I programmi sulla base dei quali i partiti progressisti raccolsero il sostegno popolare variavano
naturalmente da paese a paese. In Europa occidentale il loro cavallo di battaglia era rappresentato
dalla richiesta di nazionalizzazioni (attuate su vasta scala in Inghilterra, Francia ed Austria). Ciò
valeva anche per i paesi dell’Europa dell’est, dove però la rivendicazione più sentita era quella di
una riforma agraria (attuata in modo radicale in Ungheria, Polonia e Germania orientale;
selettivamente in Cecoslovacchia, Romania ed Albania; marginalmente in Bulgaria e Jugoslavia).

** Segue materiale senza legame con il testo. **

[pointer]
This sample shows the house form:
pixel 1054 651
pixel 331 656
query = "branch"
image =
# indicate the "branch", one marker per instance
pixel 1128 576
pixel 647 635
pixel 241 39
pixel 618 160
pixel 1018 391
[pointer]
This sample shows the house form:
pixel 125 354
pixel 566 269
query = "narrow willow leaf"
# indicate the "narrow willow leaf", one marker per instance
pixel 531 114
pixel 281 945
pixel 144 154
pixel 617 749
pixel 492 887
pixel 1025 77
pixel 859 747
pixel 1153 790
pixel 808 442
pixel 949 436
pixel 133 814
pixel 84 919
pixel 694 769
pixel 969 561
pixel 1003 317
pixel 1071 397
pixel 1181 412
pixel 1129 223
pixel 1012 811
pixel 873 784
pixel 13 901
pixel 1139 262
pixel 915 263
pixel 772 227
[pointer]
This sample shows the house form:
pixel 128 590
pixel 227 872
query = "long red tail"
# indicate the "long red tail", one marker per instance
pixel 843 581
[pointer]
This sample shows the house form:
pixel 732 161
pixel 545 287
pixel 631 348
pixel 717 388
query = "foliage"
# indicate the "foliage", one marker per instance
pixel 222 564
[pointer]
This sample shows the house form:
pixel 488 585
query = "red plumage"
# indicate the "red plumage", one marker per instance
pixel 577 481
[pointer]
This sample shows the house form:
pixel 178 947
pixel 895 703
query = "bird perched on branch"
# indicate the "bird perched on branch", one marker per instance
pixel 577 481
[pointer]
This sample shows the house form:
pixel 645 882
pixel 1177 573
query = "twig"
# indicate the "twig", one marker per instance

Nel mondo coloniale, le aspirazioni al rinnovamento passavano obbligatoriamente attraverso la fine
della colonizzazione e la conquista dell’indipendenza. Nelle elezioni indiane del 1945 si
affermarono i partiti sostenitori dell’indipendenza. La febbre indipendentista contagiò anche la
Birmania, dove la Lega antifascista, uscita vincitrice dalle elezioni del 1947, proclamò
l’indipendenza l’anno successivo. In Viet Nam, subito dopo il bombardamento americano di
Hiroshima, Ho Chi Minh costituì un comitato di liberazione del popolo vietnamita e proclamò
l’indipendenza del paese. Quasi contemporaneamente, un’analoga dichiarazione venne fatta dal
movimento indipendentista indonesiano. Nelle Filippine, invece, una volta estromessi gli occupanti
giapponesi, divenne operativo il Tyding McDuffie Act del 1934, in base al quale era stato loro
garantita l’indipendenza per il 1946.
In Medio Oriente acquisirono l’indipendenza, rispettivamente nel 1943 e nel 1946, i mandati
francesi del Libano e della Siria. Nel primo, il trasferimento dei poteri avvenne senza spargimento
di sangue, ma altrettanto non si può dire per la Siria, dove la Francia inviò un nuovo contingente
militare (maggio 1945) per piegare la resistenza dei nazionalisti siriani, senza esitare a bombardare
la capitale Damasco. Siria e Libano, nel marzo 1945 si associarono con gli altri stati indipendenti
della regione (Egitto, Irak, Yemen, Arabia Saudita e Transgiordania) nella costituzione della Lega
araba, il cui obiettivo principale sarà la lotta contro l’immigrazione ebraica in Palestina e contro lo
stato di Israele.
Tra i paesi del Maghreb, quello nel quale le istanze autonomiste o indipendentiste si manifestarono
in maniera più aperta fu l’Algeria, la cui insurrezione popolare del maggio 1945 venne repressa.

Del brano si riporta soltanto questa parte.